Blue Care’s Bundaberg facility is already under fire for issues found in a recent spot check.
In December, a spot inspection by The Australian Aged Care Quality Agency (AACQA) uncovered revealed 19 issues – including failing to respond to a resident’s cries for help and failing to feed or underfeeding residents.
Now Blue Care have released a statement about the situation at their Pioneer Lodge facility.
“This review has identified that some employee practices, facility processes and amenities have fallen below Blue Care’s internal standards and several Accreditation Standards of the Australian Aged Care Quality Agency,” the statement read.
Blue Care Group Executive for Regional and Remote Services, Alan Wilson has said that Blue Care “take all matters relating to the quality of care and service provision at our aged care facilities very seriously.

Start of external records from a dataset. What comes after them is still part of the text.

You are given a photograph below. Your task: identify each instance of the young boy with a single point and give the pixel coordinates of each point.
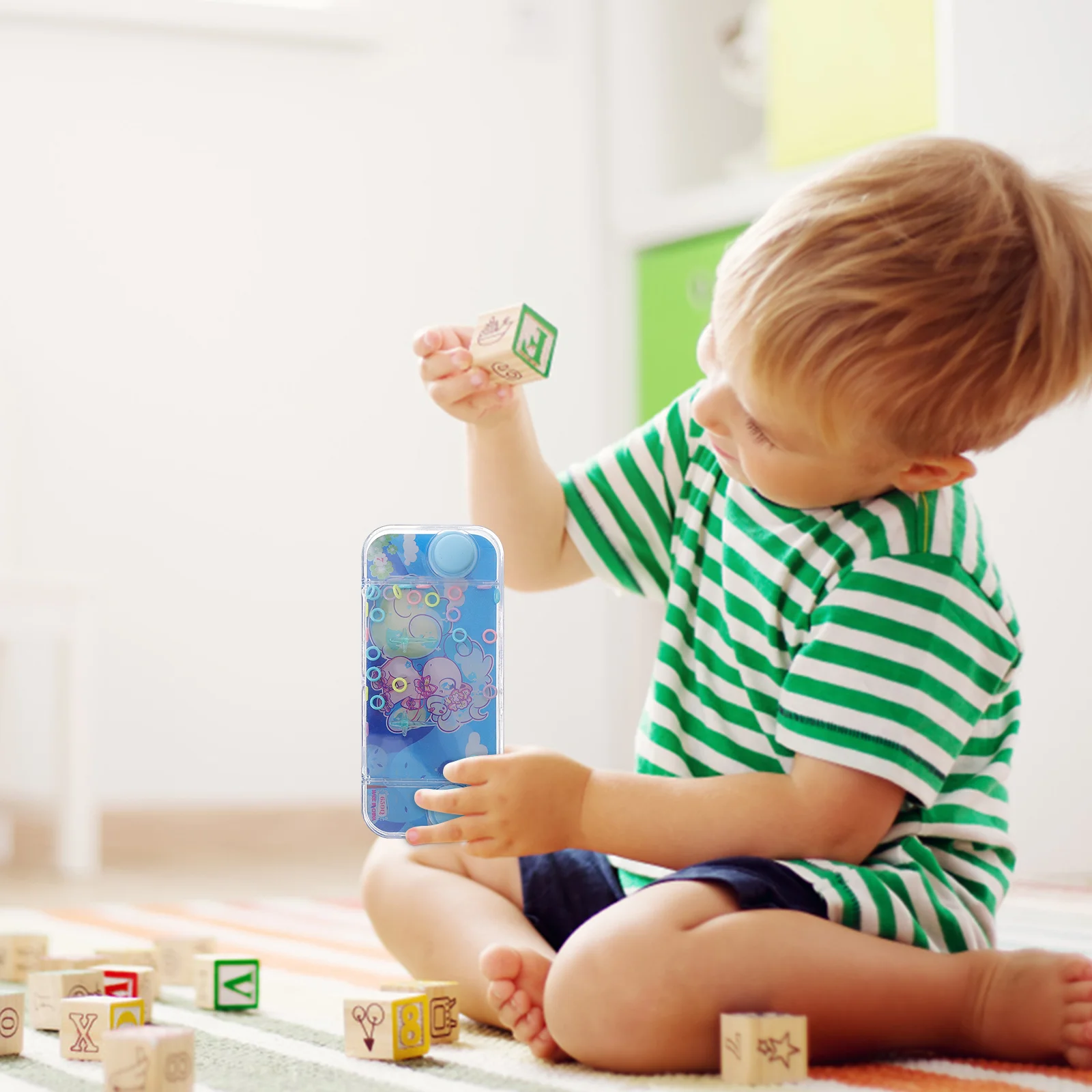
(818, 822)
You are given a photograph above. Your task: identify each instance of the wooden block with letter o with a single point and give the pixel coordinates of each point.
(227, 982)
(149, 1059)
(19, 953)
(46, 990)
(764, 1048)
(388, 1026)
(85, 1019)
(176, 957)
(11, 1024)
(515, 345)
(442, 999)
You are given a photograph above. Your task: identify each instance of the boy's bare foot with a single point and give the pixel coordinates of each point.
(517, 986)
(1032, 1005)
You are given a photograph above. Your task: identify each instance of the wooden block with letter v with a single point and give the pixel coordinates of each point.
(20, 953)
(764, 1048)
(85, 1019)
(149, 1059)
(227, 982)
(387, 1026)
(46, 990)
(442, 999)
(11, 1024)
(515, 345)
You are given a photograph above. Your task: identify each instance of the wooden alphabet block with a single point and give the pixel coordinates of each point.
(442, 999)
(63, 964)
(11, 1024)
(388, 1026)
(176, 957)
(227, 982)
(149, 1059)
(85, 1019)
(132, 957)
(764, 1048)
(121, 981)
(515, 345)
(47, 988)
(18, 953)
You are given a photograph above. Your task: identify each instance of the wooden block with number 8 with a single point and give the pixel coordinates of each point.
(764, 1048)
(149, 1059)
(11, 1024)
(442, 999)
(47, 988)
(227, 982)
(515, 345)
(85, 1019)
(387, 1026)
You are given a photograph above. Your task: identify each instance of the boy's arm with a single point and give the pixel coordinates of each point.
(820, 809)
(516, 494)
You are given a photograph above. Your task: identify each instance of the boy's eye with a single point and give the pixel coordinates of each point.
(755, 431)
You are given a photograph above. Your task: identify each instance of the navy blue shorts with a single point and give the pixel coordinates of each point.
(562, 890)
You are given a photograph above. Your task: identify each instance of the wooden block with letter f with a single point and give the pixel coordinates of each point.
(515, 345)
(764, 1048)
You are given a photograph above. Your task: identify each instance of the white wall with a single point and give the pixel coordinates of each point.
(214, 255)
(1020, 79)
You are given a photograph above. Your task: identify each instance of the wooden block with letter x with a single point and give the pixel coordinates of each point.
(764, 1048)
(85, 1019)
(46, 990)
(442, 999)
(227, 982)
(387, 1026)
(19, 953)
(515, 345)
(11, 1024)
(149, 1059)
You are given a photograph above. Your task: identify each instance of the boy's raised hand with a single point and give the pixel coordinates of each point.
(528, 801)
(452, 382)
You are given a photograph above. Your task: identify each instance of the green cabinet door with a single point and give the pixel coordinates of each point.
(674, 295)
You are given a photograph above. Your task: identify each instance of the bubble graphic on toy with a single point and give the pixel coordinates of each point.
(407, 629)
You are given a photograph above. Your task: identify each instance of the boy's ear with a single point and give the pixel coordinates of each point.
(935, 473)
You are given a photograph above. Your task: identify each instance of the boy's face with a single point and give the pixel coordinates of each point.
(773, 448)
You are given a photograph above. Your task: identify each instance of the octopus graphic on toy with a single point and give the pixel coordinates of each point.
(431, 663)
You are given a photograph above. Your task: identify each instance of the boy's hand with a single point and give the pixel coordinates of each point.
(526, 802)
(447, 369)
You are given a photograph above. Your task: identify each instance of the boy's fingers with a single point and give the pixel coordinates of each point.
(436, 339)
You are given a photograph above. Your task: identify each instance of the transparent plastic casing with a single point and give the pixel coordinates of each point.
(431, 663)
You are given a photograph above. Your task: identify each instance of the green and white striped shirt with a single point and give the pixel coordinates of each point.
(874, 635)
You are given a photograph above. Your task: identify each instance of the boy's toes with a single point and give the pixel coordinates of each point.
(500, 961)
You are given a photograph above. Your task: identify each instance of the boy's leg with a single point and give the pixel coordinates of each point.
(640, 988)
(437, 909)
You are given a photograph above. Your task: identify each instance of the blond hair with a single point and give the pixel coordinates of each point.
(931, 293)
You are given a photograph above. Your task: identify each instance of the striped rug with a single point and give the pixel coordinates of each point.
(315, 953)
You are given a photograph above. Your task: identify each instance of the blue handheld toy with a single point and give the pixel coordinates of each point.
(431, 663)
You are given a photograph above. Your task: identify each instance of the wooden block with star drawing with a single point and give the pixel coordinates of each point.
(442, 999)
(764, 1048)
(515, 345)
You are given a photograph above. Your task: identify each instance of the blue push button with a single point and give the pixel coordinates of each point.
(452, 554)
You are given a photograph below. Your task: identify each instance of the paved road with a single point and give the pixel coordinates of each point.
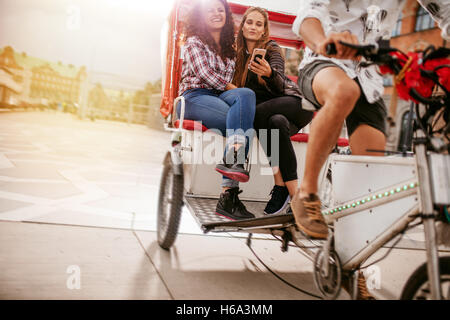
(79, 197)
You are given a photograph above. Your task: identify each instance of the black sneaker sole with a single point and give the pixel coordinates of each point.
(225, 214)
(233, 175)
(281, 209)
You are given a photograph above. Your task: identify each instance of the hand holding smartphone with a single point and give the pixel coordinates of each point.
(258, 53)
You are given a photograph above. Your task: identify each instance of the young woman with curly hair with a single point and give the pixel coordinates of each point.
(278, 101)
(208, 68)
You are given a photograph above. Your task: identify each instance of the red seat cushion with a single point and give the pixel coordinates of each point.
(191, 125)
(300, 137)
(304, 137)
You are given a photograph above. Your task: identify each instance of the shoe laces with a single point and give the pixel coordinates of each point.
(312, 208)
(276, 195)
(235, 196)
(363, 292)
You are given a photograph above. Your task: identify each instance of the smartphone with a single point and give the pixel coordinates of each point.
(258, 53)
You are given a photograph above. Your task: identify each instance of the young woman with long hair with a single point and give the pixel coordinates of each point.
(278, 101)
(208, 68)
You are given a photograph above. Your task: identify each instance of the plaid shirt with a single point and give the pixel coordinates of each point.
(202, 68)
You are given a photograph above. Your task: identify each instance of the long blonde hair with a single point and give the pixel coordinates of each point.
(240, 74)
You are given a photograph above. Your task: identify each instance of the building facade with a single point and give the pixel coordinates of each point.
(26, 80)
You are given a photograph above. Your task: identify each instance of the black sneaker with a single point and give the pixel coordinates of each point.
(230, 207)
(279, 201)
(233, 165)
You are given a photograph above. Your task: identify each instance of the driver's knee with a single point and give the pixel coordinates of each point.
(344, 94)
(339, 93)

“We have taken immediate action to address process and staff practice failures at Pioneer, implementing a range of immediate changes and improvements,” Mr Wilson said.
“We apologise for the quality failures identified at Pioneer and would like to reassure the Bundaberg community that the safety and well-being of Pioneer residents is our number one priority.”
“We are strongly committed to ensuring Pioneer residents receive care consistent with Blue Care’s high standards.”
“While the vast majority of employees at Pioneer do an excellent job of complying with Blue Care’s quality standards and management processes, it is clear that several employees were not fulfilling their duties in accordance with our standards and expectations.”
“While we cannot share details of employee conduct, these matters are now being dealt with.”
“As a matter of priority we have engaged senior independent nursing experts to work at Pioneer and oversee immediate improvements to staff practices, processes and site amenities.”
“The situation at Pioneer is highly abnormal for Blue Care and inconsistent with the high standards of management and practice observed at our other facilities.”
“We are taking immediate and decisive action to rectify the relevant management and practice failures at Pioneer.
“Previous claims that staffing levels at Pioneer had adversely impacted the provision and quality of care at the facility, are false.”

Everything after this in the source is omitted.